It pulls 8.5 pounds of tractive effort - very few LS locos can & do pull this amount. 

I work this loco as I have shared in other posts - it is not a "trailer Queen"... 

One last thought here, and a recommendation also, this truck as I now have it should either run all 12 wheels with tires or none, not a combination of mixed wheels. This would lead to the obvious "imbalanced' problems all over again...so it can be all - or - nothing here.... 

Dirk - DMS Ry.


----------



## Greg Elmassian (Jan 3, 2008)

I agree on the balance part...


----------



## Gary Armitstead (Jan 2, 2008)

Posted By Greg Elmassian on 28 Dec 2012 02:36 PM 
Gary, you might see if it's only from one motor block. 

Also, if your first USAT with the "floppy" axle, read my tips on my USAT PA page, will really help in how it runs... 

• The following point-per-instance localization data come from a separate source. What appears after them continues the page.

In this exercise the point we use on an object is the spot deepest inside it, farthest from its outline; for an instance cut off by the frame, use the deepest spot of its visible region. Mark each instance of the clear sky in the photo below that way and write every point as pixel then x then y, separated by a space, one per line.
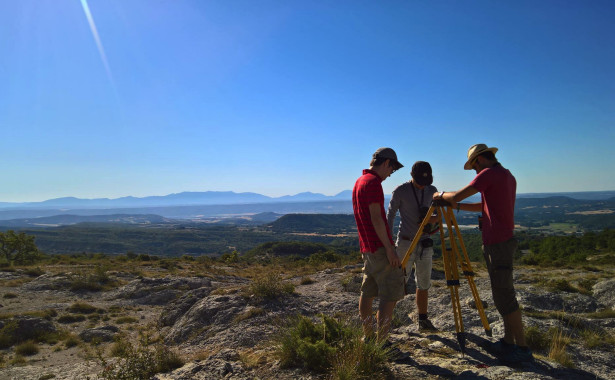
pixel 109 98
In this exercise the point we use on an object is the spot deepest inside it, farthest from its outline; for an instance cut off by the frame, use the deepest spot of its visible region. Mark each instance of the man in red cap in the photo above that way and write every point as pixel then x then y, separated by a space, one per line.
pixel 382 275
pixel 497 187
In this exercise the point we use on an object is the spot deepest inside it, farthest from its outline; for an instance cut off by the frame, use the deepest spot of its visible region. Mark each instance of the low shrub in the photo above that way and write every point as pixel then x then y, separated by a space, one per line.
pixel 71 318
pixel 331 346
pixel 123 320
pixel 139 362
pixel 270 286
pixel 82 308
pixel 28 348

Greg Yeah, this is ONLY my second "dis-easal" purchased. Also my only purchased of a USAT loco. I'll take a look at your tips. I also have a set of LGB Santa Fe Warbonnets ABBA, that I purchased NEW for my late father, that I'm thinking of converting over to battery.


----------



## Dick413 (Jan 7, 2008)

Dirk 
I have a ? have you ever thought about just making the 3rd axle fixed to the other 2 ? 
your layout is so big it does not need the swing from 3rd axle 
Dick


----------



## SD90WLMT (Feb 16, 2010)

Dick - very good? here...!! 

Granted on My layout the small amount of swing is not needed,... 

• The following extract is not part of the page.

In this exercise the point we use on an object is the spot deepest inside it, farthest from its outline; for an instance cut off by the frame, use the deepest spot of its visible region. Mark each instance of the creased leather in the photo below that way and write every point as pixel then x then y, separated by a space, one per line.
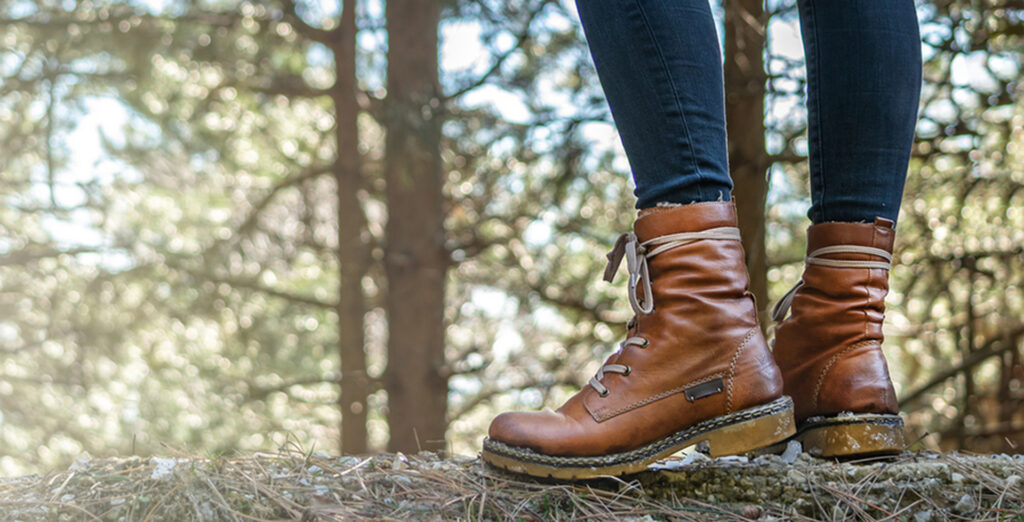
pixel 704 325
pixel 829 347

But there is one concept still important here, maintaining traction on all drivers all the time. What I mean is this gives the truck the flexibility to work over ups and downs without lifting a driver set off the rails..any twisting in the track or vertical changes would other wise leave the truck lifting the center axle off the rails, or over a hump will lift one or both the front or rear axle off, thus reducing traction. I'm sure this would be short lived in most cases, but we do not live in an ideal world, even for toys. I felt it was more important to keep all the wheels on the rail all the time.. Call it suspension........... !! 

Excuse me - had to go see what the rumble was about... 5 lead locos - a mirror image set - 70Ace, 70M, -9, 70M, 70ace...all elephants;.. pulling 40ft. stacks, about 106 of 'em , with bare tables following, heading for John's home.. and these were full heavy cars!! All 135 of em.... 

Dirk - DMS Ry.


----------



## Enginear (Jul 29, 2008)

I like the idea of loading that axle. It may as well be doing something. If possible maybe a simple compression spring against the floor? Dirk, I have watched you modify your trucks. I like that whole build. We both got to get motivated and finish our projects.


----------



## SD90WLMT (Feb 16, 2010)

I install the replacement spring in the original position,....no prob..lem 'o'...! 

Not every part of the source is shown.